Oatly invests in Sweden production facility
The oat milk major said the expansion will enable it to meet “accelerating global demand for its plant-based drinks”.
Oatly is investing $16m in the expansion of its production facility in Landskrona, Sweden.
In a statement on 5 March, the dairy-alternatives group said it will spend the sum over a “multi-year” period to upgrade the plant and lift capacity there by more than 33%.
The expansion will be used to build three new production lines and increase Landskrona plant’s annual output from 150 million litres to 200 million litres.
It is expected and enable Oatly to meet “accelerating global demand for its plant-based drinks”, the group said.
Construction is due to start this month and is expected to be completed by March next year.
Oatly sustainable operations SVP Simon Broadbent said: “We’re seeing growing demand for our products, so the time is right to upgrade our Landskrona site which has performed fantastically well in recent years, both in stability of output and outstanding cost management.
“The Landskrona factory is a key site for us, not only because of our roots in Sweden, but also because it’s a fully owned, end‑to‑end production hub and home to many of our core functions.”
The site, which has been active since 2006, employs more than 300 people.
Oatly added that increased production at the facility will also allow it to source more oats for its products from Swedish farmers.

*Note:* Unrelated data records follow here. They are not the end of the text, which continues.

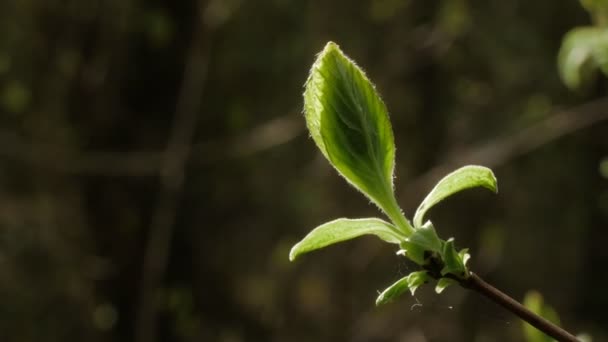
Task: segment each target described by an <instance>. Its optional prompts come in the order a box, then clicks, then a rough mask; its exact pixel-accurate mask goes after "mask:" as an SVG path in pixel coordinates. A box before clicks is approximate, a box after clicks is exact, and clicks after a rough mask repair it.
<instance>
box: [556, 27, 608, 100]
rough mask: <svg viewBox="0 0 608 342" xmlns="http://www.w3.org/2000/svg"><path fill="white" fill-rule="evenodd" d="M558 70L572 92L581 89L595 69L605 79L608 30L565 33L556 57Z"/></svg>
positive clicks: (589, 79)
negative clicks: (572, 90)
mask: <svg viewBox="0 0 608 342" xmlns="http://www.w3.org/2000/svg"><path fill="white" fill-rule="evenodd" d="M558 68H559V73H560V76H561V78H562V80H563V81H564V83H565V84H566V86H568V88H571V89H578V88H581V87H582V86H584V85H585V84H586V83H588V82H589V81H590V80H592V79H593V77H594V76H595V73H596V72H597V70H598V69H599V70H601V71H602V72H603V73H604V74H605V75H608V29H607V28H604V27H578V28H575V29H573V30H571V31H570V32H568V33H567V34H566V35H565V36H564V39H563V41H562V46H561V48H560V51H559V54H558Z"/></svg>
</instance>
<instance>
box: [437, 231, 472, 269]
mask: <svg viewBox="0 0 608 342" xmlns="http://www.w3.org/2000/svg"><path fill="white" fill-rule="evenodd" d="M467 251H468V250H467V249H463V250H462V251H460V253H458V252H456V248H454V239H452V238H450V239H448V241H446V242H445V243H444V245H443V251H442V253H441V259H442V260H443V262H444V263H445V266H444V267H443V269H442V270H441V275H442V276H445V275H446V274H448V273H451V274H453V275H455V276H458V277H466V276H468V270H467V268H466V266H465V263H466V261H465V259H466V260H468V259H469V254H468V253H467Z"/></svg>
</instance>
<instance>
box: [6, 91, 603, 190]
mask: <svg viewBox="0 0 608 342" xmlns="http://www.w3.org/2000/svg"><path fill="white" fill-rule="evenodd" d="M605 120H608V97H604V98H600V99H598V100H595V101H592V102H589V103H586V104H583V105H580V106H578V107H574V108H571V109H568V110H563V111H558V112H556V113H554V114H552V115H550V116H549V117H548V118H547V119H545V120H543V121H541V122H539V123H537V124H534V125H532V126H530V127H528V128H524V129H522V130H521V131H519V132H517V133H515V134H513V135H509V136H506V137H502V138H499V139H497V140H495V141H491V142H489V143H487V144H484V145H481V146H473V147H470V148H465V149H462V150H459V151H453V152H451V153H449V155H448V157H447V158H445V159H447V162H445V163H443V164H441V165H439V166H437V167H434V168H432V169H430V170H429V171H427V172H426V173H424V174H423V175H421V176H419V177H418V178H416V179H414V180H413V181H412V182H410V183H409V184H407V185H406V187H405V188H404V190H403V193H407V194H408V196H404V198H411V196H409V195H411V194H412V193H417V192H421V190H422V189H424V188H425V187H428V186H429V185H430V184H431V183H432V182H434V181H435V180H437V179H439V178H440V177H441V176H443V175H444V174H446V173H447V172H449V171H451V170H452V169H453V168H454V167H457V166H460V165H462V164H467V163H479V164H484V165H486V166H489V167H493V166H494V167H495V166H498V165H502V164H504V163H506V162H507V161H509V160H511V159H513V158H515V157H517V156H519V155H522V154H525V153H528V152H530V151H532V150H534V149H536V148H538V147H540V146H543V145H545V144H547V143H549V142H551V141H553V140H556V139H559V138H561V137H563V136H565V135H568V134H570V133H573V132H575V131H577V130H580V129H583V128H586V127H589V126H592V125H594V124H596V123H598V122H601V121H605ZM304 131H305V128H304V124H303V120H301V117H300V116H299V115H294V114H286V115H284V116H280V117H278V118H276V119H272V120H270V121H268V122H265V123H263V124H261V125H259V126H257V127H254V128H252V129H251V130H249V132H247V134H245V135H243V136H241V137H238V138H236V139H234V140H230V141H213V142H202V143H197V144H194V146H193V147H192V154H193V155H195V156H196V157H193V158H191V160H189V162H191V163H193V164H194V165H199V166H200V165H206V164H209V163H210V162H215V161H218V160H219V158H220V157H218V156H216V157H212V158H210V157H209V156H214V155H216V154H214V151H216V149H217V148H218V146H221V147H222V149H227V150H228V151H229V152H228V153H227V154H226V155H227V156H228V157H230V158H239V157H243V156H247V155H251V154H254V153H258V152H261V151H264V150H266V149H269V148H272V147H275V146H277V145H280V144H285V143H287V142H289V141H291V140H293V139H295V138H296V137H298V136H300V135H301V134H302V133H303V132H304ZM163 154H164V153H163V152H158V151H135V152H127V153H123V152H97V151H90V152H78V151H70V150H69V149H67V148H65V147H61V146H54V147H53V146H49V145H48V144H37V143H26V142H24V141H23V140H22V139H20V138H19V137H18V136H17V135H16V134H14V133H11V132H7V131H4V132H3V131H1V130H0V158H5V159H9V160H13V161H17V162H21V163H25V164H29V165H32V166H34V167H37V168H42V169H45V170H48V171H54V172H60V173H67V174H76V175H92V176H125V177H138V176H152V175H155V174H157V173H158V172H159V164H160V162H161V160H162V159H163ZM226 155H224V156H223V157H225V156H226Z"/></svg>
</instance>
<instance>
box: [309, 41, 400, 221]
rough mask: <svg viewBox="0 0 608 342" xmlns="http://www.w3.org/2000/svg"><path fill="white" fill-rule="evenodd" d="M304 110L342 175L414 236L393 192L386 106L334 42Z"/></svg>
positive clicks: (322, 63) (315, 140)
mask: <svg viewBox="0 0 608 342" xmlns="http://www.w3.org/2000/svg"><path fill="white" fill-rule="evenodd" d="M304 111H305V117H306V124H307V126H308V130H309V131H310V134H311V136H312V138H313V139H314V141H315V143H316V144H317V146H318V147H319V149H320V150H321V152H322V153H323V155H324V156H325V157H326V158H327V160H329V162H330V163H331V164H332V165H333V167H334V168H335V169H336V170H337V171H338V173H340V174H341V175H342V176H343V177H344V178H345V179H346V180H347V181H348V182H349V183H350V184H352V185H353V186H354V187H355V188H357V189H358V190H360V191H361V192H362V193H364V194H365V195H366V196H368V197H369V198H370V199H371V200H372V202H374V203H375V204H376V205H378V207H380V208H381V209H382V210H384V212H386V214H387V215H388V216H389V217H390V218H391V220H393V221H394V222H395V224H398V225H399V228H400V229H402V230H404V231H410V230H411V229H410V227H409V223H407V222H406V221H405V219H402V218H401V217H402V214H401V212H400V210H399V208H398V206H397V202H396V200H395V197H394V193H393V168H394V164H395V143H394V139H393V130H392V128H391V124H390V121H389V118H388V112H387V110H386V106H385V105H384V102H382V99H380V96H379V95H378V93H377V92H376V89H375V88H374V86H373V84H372V83H371V82H370V80H369V79H368V78H367V77H366V76H365V73H364V72H363V71H362V70H361V69H360V68H359V67H358V66H357V65H356V64H355V63H354V62H353V61H352V60H351V59H349V58H348V57H347V56H346V55H344V53H342V51H341V50H340V48H339V47H338V45H336V44H335V43H333V42H329V43H327V45H326V46H325V48H324V49H323V51H322V52H321V53H320V54H319V55H318V56H317V59H316V61H315V63H314V64H313V66H312V68H311V70H310V75H309V77H308V80H307V81H306V86H305V91H304Z"/></svg>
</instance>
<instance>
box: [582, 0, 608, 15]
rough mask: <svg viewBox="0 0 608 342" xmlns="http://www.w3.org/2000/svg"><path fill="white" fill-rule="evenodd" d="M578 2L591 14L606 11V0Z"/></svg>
mask: <svg viewBox="0 0 608 342" xmlns="http://www.w3.org/2000/svg"><path fill="white" fill-rule="evenodd" d="M580 2H581V5H583V7H584V8H585V9H586V10H587V11H589V12H590V13H592V14H593V13H597V12H605V11H608V0H580Z"/></svg>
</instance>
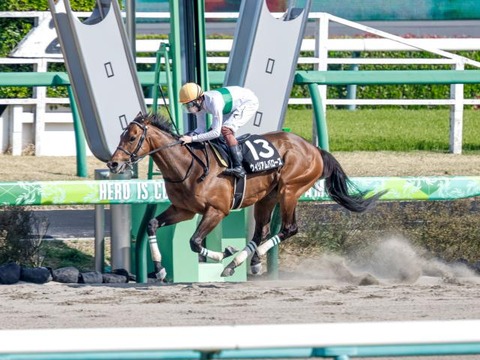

Nearly 70% of the volume produced at the site is exported. The business expects that share to increase after the expansion, as it serves “increasing demand for Oatly products” in countries such as Germany and the UK.
The site will also support supplies to growth markets such as France and Spain, where “the category is taking off”.
The Malmö-headquartered company sells its oat-based dairy alternatives in more than 60 countries worldwide. It owns two production sites and works with co-manufacturers at three other locations.
Oatly achieved its first full fiscal year of profitable growth in 2025.
Adjusted EBITDA for the 12 months to 31 December stood at $6.8m, compared to a loss of $35.3m in 2024.
The firm’s revenues reached $862.5m last year, a 4.7% improvement over 2024. The company also reported sales of $233.8m in Q4 2025, up 9% year-on-year.
The group’s North America market however saw revenue drop 9.1% in reported and constant currency terms, while volumes were down 11%.
In 2026, Oatly expects adjusted EBITDA to be in the range of $25m to $35m.
The group’s capital expenditures budget is expected to sit between $20m and $30m, $16m of which has now gone towards the Landskrona site.
Last month, Oatly also lost a UK court battle with the dairy-industry trade association Dairy UK over the labelling of oat milk. The UK Supreme Court ruled Oatly’s “Post Milk Generation” trademark breaches EU laws that still apply in the country.